Tetiana vibra com cada conquista dos mais novos – neste caso de Dima ©Márcia Lessa
Mas Tetiana também conversa e dá colo… vê-se bem a cumplicidade que mantém com as crianças (aqui com Bogdana e Margarete) ©Márcia Lessa

“Começou a guerra e não tinha outra hipótese”

Não é do amarelo que traz vestido – é a própria Tetiana que irradia como um sol, naquela sala. Tanto dá ordens (sempre com um tom doce) como dá colo, orienta, conversa, acompanha as músicas infantis ao piano, brinca… vê-se que está no seu elemento. Está em Portugal há nove anos, mas não perdeu o jeito – na Ucrânia, era diretora de um Jardim de Infância.

Está a tempo inteiro naquele GABC. De início, tudo se fez à base do voluntariado, mas as ajudas não duram para sempre. No início, conta Roman, era ver os camiões à porta, com entregas das mais variadas espécies. “Agora chega um muito de vez em quando…” O apoio da Gulbenkian veio abrir muitas portas, diz, e permitir, por exemplo, contratar pessoas como Tetiana.

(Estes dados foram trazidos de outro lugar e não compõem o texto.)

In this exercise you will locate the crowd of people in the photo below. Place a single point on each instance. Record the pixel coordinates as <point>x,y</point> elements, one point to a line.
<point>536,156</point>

Roman é o homem que fez tudo acontecer e presta apoio em todas as frentes ©Márcia Lessa

Roman é o responsável pelo espaço e por todas as atividades da Ukranian Refugees UAPT. Em Portugal vai fazer 20 anos, conta que “começou a guerra e não tinha outra hipótese” senão criar esta estrutura para ajudar os seus. Transformou a sua empresa em armazém de bens, distribuidor de roupa, comida, medicamentos, call centre, prestador de apoio jurídico, entre tantas outras coisas. Nos primeiros tempos, esta sala cheia de crianças era um centro de acolhimento, onde os recém-chegados (mães com bebés de colo sem saber para onde ir) podiam pernoitar até encontrarem poiso. Agora, é um espaço que promove contextos de socialização e de experimentação através do brincar. “Sem o apoio da Gulbenkian isso não poderia acontecer”, garante, no seu português com sotaque ucraniano. “Ucraniano não. Russo”, corrige.

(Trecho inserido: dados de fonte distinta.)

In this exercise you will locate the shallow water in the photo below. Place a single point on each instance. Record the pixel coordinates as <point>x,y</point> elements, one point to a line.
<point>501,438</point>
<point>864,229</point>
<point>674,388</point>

Casado com uma compatriota, Roman fala russo em casa. Explica que há muita confusão sobre o assunto e que na escola, a língua materna, na sua altura, era o russo.  A mulher, por seu lado, é de Kharkiv, cidade ucraniana sob influência russa – mas esta conversa daria para toda uma outra reportagem. Quando tenta falar a língua do seu país, explica, o que lhe sai é “surjik”, uma mistura entre russo e ucraniano equiparável ao nosso “portunhol”. Enfim, seja em russo, ucraniano ou noutra língua qualquer, o que mais se ouve, naquela sala das Olaias, são os guinchos e as gargalhadas que só as crianças pequenas sabem dar.